As she finished up the card, the hovering island drifted back down into its proper place in the park, and Anne was once again united with the world. It was a wonderful feeling that coursed through her veins, a happy, everything’s-right-with-the-world sensation. Anne couldn’t wait to give Roger his present. She couldn’t wait to see his face light up like Xander’s used to whenever Buffy would walk into the room—that is, before she had left.
On her way out of the park, Anne stopped by the Befesda Fountain and relived the moment yesterday when they’d met for their first date under a dwindling sun in a bone yard of trees. How romantic that evening had been. The lighting had been perfect, the company delightful and the food delicious.

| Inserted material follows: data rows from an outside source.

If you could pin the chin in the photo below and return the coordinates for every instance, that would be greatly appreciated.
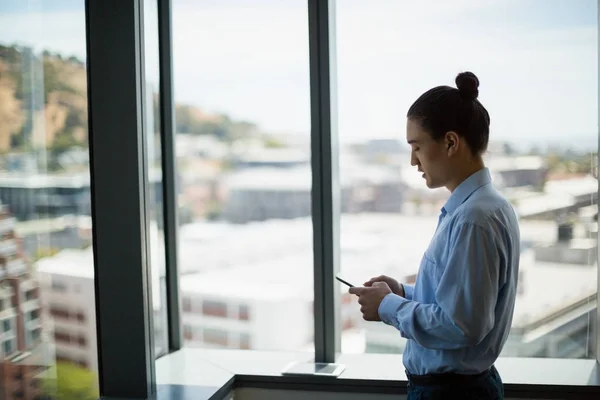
(432, 185)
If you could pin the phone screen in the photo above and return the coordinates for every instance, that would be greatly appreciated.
(344, 281)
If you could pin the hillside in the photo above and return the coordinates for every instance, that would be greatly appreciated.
(49, 110)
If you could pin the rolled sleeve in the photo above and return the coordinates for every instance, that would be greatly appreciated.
(389, 308)
(408, 291)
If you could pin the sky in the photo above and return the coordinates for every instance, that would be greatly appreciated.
(537, 60)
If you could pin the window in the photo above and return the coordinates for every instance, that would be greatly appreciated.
(542, 152)
(63, 338)
(242, 115)
(59, 286)
(187, 304)
(216, 337)
(243, 313)
(80, 317)
(188, 333)
(44, 160)
(214, 309)
(154, 175)
(245, 341)
(59, 313)
(7, 347)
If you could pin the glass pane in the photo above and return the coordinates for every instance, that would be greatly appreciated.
(241, 74)
(154, 154)
(537, 62)
(47, 305)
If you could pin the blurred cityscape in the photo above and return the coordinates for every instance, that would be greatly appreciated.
(245, 233)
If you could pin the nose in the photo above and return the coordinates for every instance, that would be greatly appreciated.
(413, 159)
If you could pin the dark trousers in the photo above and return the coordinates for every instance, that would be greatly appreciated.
(486, 386)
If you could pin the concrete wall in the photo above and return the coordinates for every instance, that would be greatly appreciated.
(275, 394)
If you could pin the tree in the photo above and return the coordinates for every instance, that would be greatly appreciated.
(71, 383)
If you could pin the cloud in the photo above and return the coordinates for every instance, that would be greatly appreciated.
(538, 73)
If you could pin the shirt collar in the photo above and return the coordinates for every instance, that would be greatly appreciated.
(466, 189)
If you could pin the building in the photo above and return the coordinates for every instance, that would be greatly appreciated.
(259, 194)
(23, 354)
(67, 285)
(250, 286)
(520, 171)
(66, 282)
(555, 311)
(35, 196)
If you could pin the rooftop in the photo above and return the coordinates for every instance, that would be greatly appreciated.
(273, 260)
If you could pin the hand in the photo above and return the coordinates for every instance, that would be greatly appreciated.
(396, 287)
(370, 298)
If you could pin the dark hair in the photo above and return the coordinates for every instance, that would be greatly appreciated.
(444, 109)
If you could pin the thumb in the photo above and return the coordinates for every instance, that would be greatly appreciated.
(380, 284)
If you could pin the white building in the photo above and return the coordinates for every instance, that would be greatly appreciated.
(68, 304)
(251, 286)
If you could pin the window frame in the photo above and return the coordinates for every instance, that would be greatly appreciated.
(119, 226)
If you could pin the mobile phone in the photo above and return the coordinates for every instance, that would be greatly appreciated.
(314, 369)
(343, 281)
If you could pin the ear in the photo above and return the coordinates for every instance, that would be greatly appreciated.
(452, 141)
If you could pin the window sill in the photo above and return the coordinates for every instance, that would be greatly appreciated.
(212, 374)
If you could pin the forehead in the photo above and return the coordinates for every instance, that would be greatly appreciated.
(414, 132)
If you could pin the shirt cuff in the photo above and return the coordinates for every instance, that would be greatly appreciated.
(389, 307)
(408, 291)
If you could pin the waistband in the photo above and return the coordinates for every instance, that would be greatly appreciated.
(447, 378)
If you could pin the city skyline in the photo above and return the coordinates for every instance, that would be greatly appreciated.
(546, 55)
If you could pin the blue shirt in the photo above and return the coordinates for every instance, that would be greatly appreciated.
(458, 315)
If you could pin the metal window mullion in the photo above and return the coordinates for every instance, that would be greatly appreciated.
(597, 166)
(118, 189)
(325, 178)
(169, 182)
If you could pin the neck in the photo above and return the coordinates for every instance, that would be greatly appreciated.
(464, 171)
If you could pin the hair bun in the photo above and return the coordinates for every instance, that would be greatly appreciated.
(468, 85)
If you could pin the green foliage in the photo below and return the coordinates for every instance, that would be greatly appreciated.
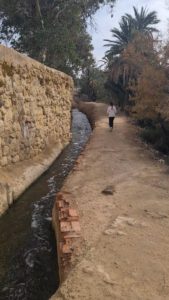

While meandering down the criss-crossing pathways of the park, the slayer remarked to herself how she hadn’t been this excited to see anyone since the days of Angel, Willow, Oz, Giles, and God forgive her, even Cordelia. And Xander.
It seemed awfully weird to Anne that the more time she spent with Roger, the more she thought about her friend Xander. She couldn’t help but notice the ever so slight resemblance between the two, and when she said ever so slight, she met almost infinitesimal. Of course, Xander would always aspire to be as buff as Roger was, but it was highly doubtful that he ever would be. And Roger had a fortune. And Roger was a lot less warm and friendly. And Roger also had facial hair. But all that aside, she still saw a few similarities within the two. Their humor. Their laugh. Their sarcasm. Their eyes; that deep chocolate brown present in a very select group of people.
Strange, amazingly so, how being with Roger was changing her feeling toward Xander! Kissing Roger made her wonder what it was like to kiss Xander, and this seemed grossly unfair. It wasn’t right for Anne to be dreaming about her former “friend” when she was with another man. Aside from that unjustness, Xander was gone—a part of her past that had surely moved on without her, probably to Cordelia. Still, Anne’s latent romantic feelings toward the slayerette were emerging, and she couldn’t think of much to do to stop them.
She sighed. Again with the thinking too much. Had her friends been here with her, they would most likely have reminded her about that. “They always do,” she said aloud, “or, at least, they always had.”
In the beating heart of the throbbing city again, the slayer hopped into a cab, yelling to the driver, “745 Ganesh Street, and hurry!”